According to Abdul Majed, his brother retired 10 years ago and worked in an official capacity as representative of Hamas. Saudi intelligence even allowed him to open the group’s offices in the city of Jeddah.
Hamas was established in 1987 and is generally viewed in the Arab world as a legitimate resistance movement against Israel’s occupation of Palestinians lands.
A number of its founders and close associates have lived in the Gulf kingdom where large donation campaigns were launched for the movement, some with official Saudi blessings.
But the kingdom’s relationship with the Gaza-based faction appears to have soured since the election of US President Donald Trump, a staunch supporter of Israel, and the emergence of Mohammed bin Salman as Saudi Arabia’s crown prince.
‘Absolutely no communication’
In May 2017, during an Arab-American summit held in Riyadh, Trump called Hamas a terrorist group. About one year later, in February 2018, Saudi Minister of Foreign Affairs Adel al-Jubeir followed suit, a move Hamas denounced at the time as a dangerous precedent.
Also among those charged with having ties to Hamas are three members of the Akkad family from Khan Younis in southern Gaza.
Muhammad al-Akkad, who is a cousin of the three prisoners, said they had been barred from speaking with their families.

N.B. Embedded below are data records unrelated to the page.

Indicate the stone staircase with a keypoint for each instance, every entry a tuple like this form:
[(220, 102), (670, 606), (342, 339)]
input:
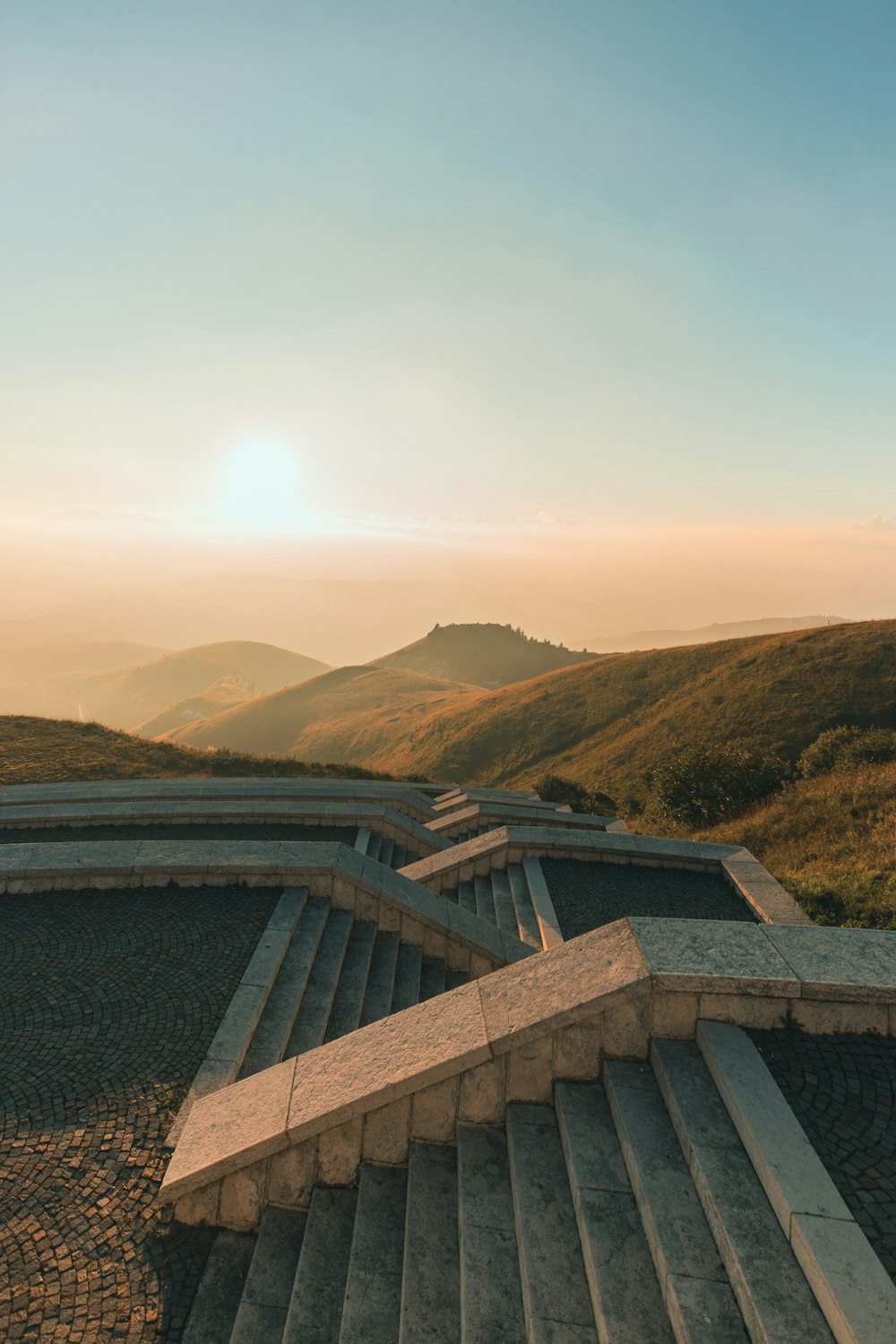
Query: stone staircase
[(627, 1211), (503, 898)]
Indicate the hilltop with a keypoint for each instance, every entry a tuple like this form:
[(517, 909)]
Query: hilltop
[(603, 723), (38, 750), (367, 709), (637, 640), (485, 655), (134, 696)]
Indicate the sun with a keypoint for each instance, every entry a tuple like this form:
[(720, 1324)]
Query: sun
[(260, 487)]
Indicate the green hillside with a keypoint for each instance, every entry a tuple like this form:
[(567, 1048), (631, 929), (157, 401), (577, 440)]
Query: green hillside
[(481, 655), (56, 750), (831, 841), (605, 723)]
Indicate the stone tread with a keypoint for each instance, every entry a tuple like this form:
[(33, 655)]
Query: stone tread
[(373, 1305), (279, 1016), (381, 980), (551, 1265), (432, 1271), (317, 1000), (625, 1292), (525, 916), (685, 1255), (349, 999), (433, 978), (319, 1289), (408, 978), (269, 1284), (490, 1290), (771, 1289)]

“There is absolutely no communication with them. We hear accusations against them from the media, including belonging to terrorist entities – and by that they mean the Palestinian resistance factions – and we were stunned by these charges, especially since they were born in Saudi Arabia and lived there for decades.”
He said the family was deeply concerned by a spike in cases of the coronavirus, officially known as Covid-19.
On Monday, Saudi Arabia announced 38 new cases of the coronavirus, bringing the total number of infected persons to 171.
The outbreak of the disease was labelled a pandemic by the World Health Organisation last week as the worldwide death toll from the virus continues to grow. Total cases have surpassed 179,000 across 136 countries.
“We are very concerned in light of the spread of the coronavirus. Saudi authorities must release them before a tragedy occurs,” Akkad said.